22) Düello

72.7K 1.6K 8
                                    

   Kapıyı açıp koridora çıktım. Kimsecikler yoktu, ses çıkarmadan ilerlemeye devam ettim. Alt katta kapının önünde ayakta duran insanlar vardı, dikkat çekmemeliydim. Sanki bu evde daha önce dolaşmışım gibi ilerliyordum. Kadınlardan biri önümü kesene kadar...

   "Odanızda olmanız gerekiyor."

   "Toplantıda olmam gerekiyor. Yolu göster lütfen." Onunla emreden ses tonumla konuştum, aynı Venüs'ün yaptığı gibi. Kadın bocaladı.

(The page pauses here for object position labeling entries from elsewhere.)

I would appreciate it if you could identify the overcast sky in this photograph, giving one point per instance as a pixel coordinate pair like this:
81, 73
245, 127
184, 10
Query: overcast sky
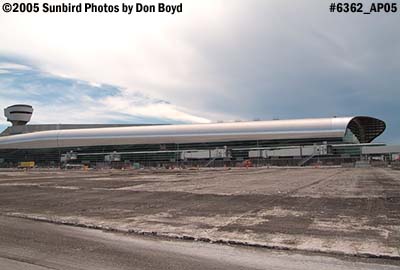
218, 60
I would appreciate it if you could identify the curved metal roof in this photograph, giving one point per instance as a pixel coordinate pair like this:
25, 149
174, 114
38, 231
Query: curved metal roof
364, 128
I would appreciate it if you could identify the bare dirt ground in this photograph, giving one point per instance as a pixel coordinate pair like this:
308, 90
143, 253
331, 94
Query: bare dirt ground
334, 210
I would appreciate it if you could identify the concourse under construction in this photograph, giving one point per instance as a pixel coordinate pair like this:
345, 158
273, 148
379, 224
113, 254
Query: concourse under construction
275, 142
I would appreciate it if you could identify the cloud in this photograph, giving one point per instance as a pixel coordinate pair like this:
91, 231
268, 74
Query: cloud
64, 100
225, 59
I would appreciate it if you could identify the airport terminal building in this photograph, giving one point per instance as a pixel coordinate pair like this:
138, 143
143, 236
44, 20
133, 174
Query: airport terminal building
204, 144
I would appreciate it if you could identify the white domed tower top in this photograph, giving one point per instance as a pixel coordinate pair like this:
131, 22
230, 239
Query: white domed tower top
19, 114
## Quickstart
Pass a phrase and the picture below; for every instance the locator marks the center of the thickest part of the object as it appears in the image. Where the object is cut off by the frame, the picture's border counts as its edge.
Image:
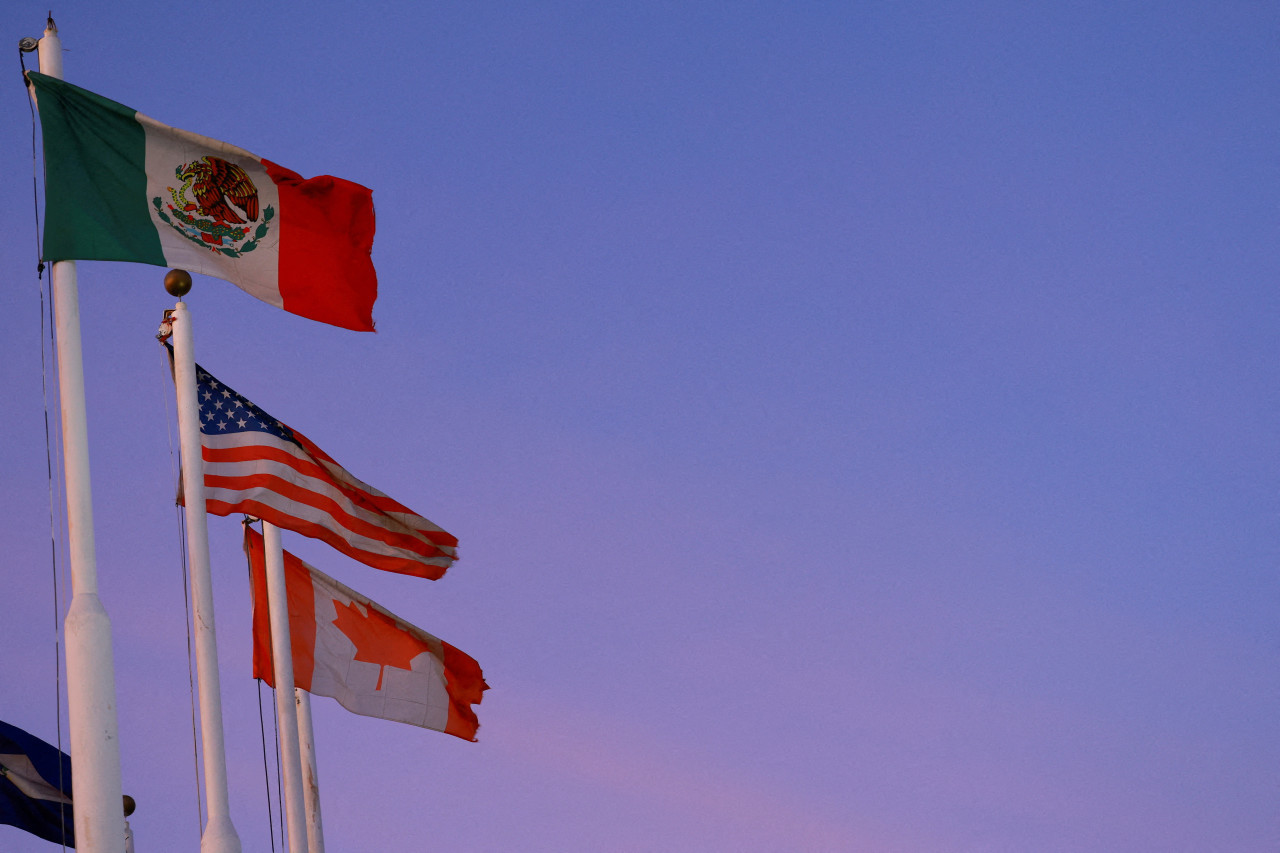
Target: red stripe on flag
(327, 237)
(302, 615)
(366, 498)
(295, 493)
(415, 568)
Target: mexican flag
(120, 186)
(373, 662)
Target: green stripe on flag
(95, 177)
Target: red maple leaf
(378, 638)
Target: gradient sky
(859, 419)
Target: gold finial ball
(177, 282)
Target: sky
(858, 419)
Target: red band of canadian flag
(373, 662)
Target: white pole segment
(286, 710)
(310, 772)
(91, 711)
(219, 834)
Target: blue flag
(35, 787)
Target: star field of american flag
(224, 411)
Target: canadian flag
(369, 660)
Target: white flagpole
(219, 834)
(96, 788)
(310, 772)
(286, 710)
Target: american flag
(257, 465)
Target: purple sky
(859, 420)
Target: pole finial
(177, 282)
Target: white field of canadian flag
(369, 660)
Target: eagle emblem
(215, 206)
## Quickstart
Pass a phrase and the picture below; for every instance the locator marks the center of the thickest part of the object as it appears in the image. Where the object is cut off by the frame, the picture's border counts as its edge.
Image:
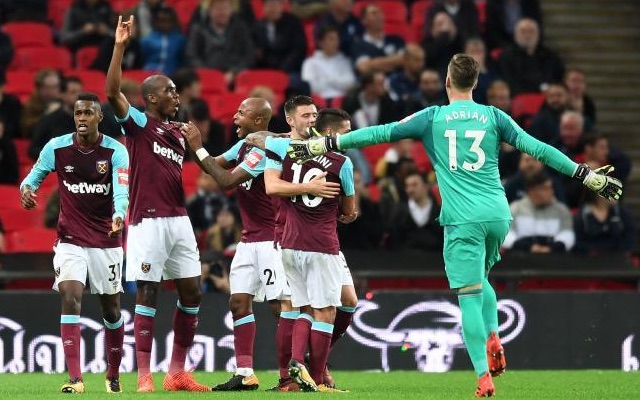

   "Bu taraftan." İfademi bozmadan bakmaya devam ettim. Köşeyi dönüp salona çıktık, Ortada yuvarlak masa ve etrafında oturan bir sürü insan vardı. Bir sürü savaşçı. Ciddi bir konu konuşuluyordu.

   Umurumda değildi.

   "Marie'ye olan saldırıyı nereden biliyorsun?" Sesim ayarladığımdan daha yüksek çıkmıştı. Onlarca göz dönüp üzerimde kilitlendiğinde başımı daha da kaldırdım. Hunter'ın sinirden, saçıyla aynı renge döndüğünü anlamak için görmeye gerek yoktu.

   "Angie, şuan bir toplantının ortasındayız. İzin verirsen seninle daha sonra konuşacağım." Cevabımı beklemeden önüne dönünce sinirim katlandı.

   "Ayrıca Venüs kadın ismi değil mi?" Gözlerini elleriyle kapatıp gülerken, karşısındaki insanlar onun kadar eğleniyor gibi görünmüyordu. Eğilip kollarını masaya yasladı.

   "Otur lütfen." Karşısındaki boş sandalyeyi işaret etti. "Bu huyunu babandan almışsın, o da sabırsız biriydi."

   "Ailem sizden hiç bahsetmedi."

   "Ailen hiç kimseden bahsetmedi, yanılıyor muyum? Burada tanıdığın kim var? Hunter dışında?" Sessiz kaldım. "Ben de öyle düşünmüştüm. Provan ailesi, kibriyle bilinirdi, Hunter'ın öyle olmadığını biliyorum. Söyle peki, sen kibirli misindir?"

   "Kibri hak ediyorsam evet, birinden daha iyiysem, daha güçlüysem, daha... Bilgiliysem." Son kelimeyi üstüne basa basa söylemiştim. "Ayrıca bu sıfatı koyanlar genelde ikinci şahıslardır, yanılıyor muyum? Gözlemciler. Söyleyin, Bay... Venüs. İyi bir gözlemci misiniz?" Parmaklarını masadaki çiziklere sürterken çenesinde bir kas seğirdi.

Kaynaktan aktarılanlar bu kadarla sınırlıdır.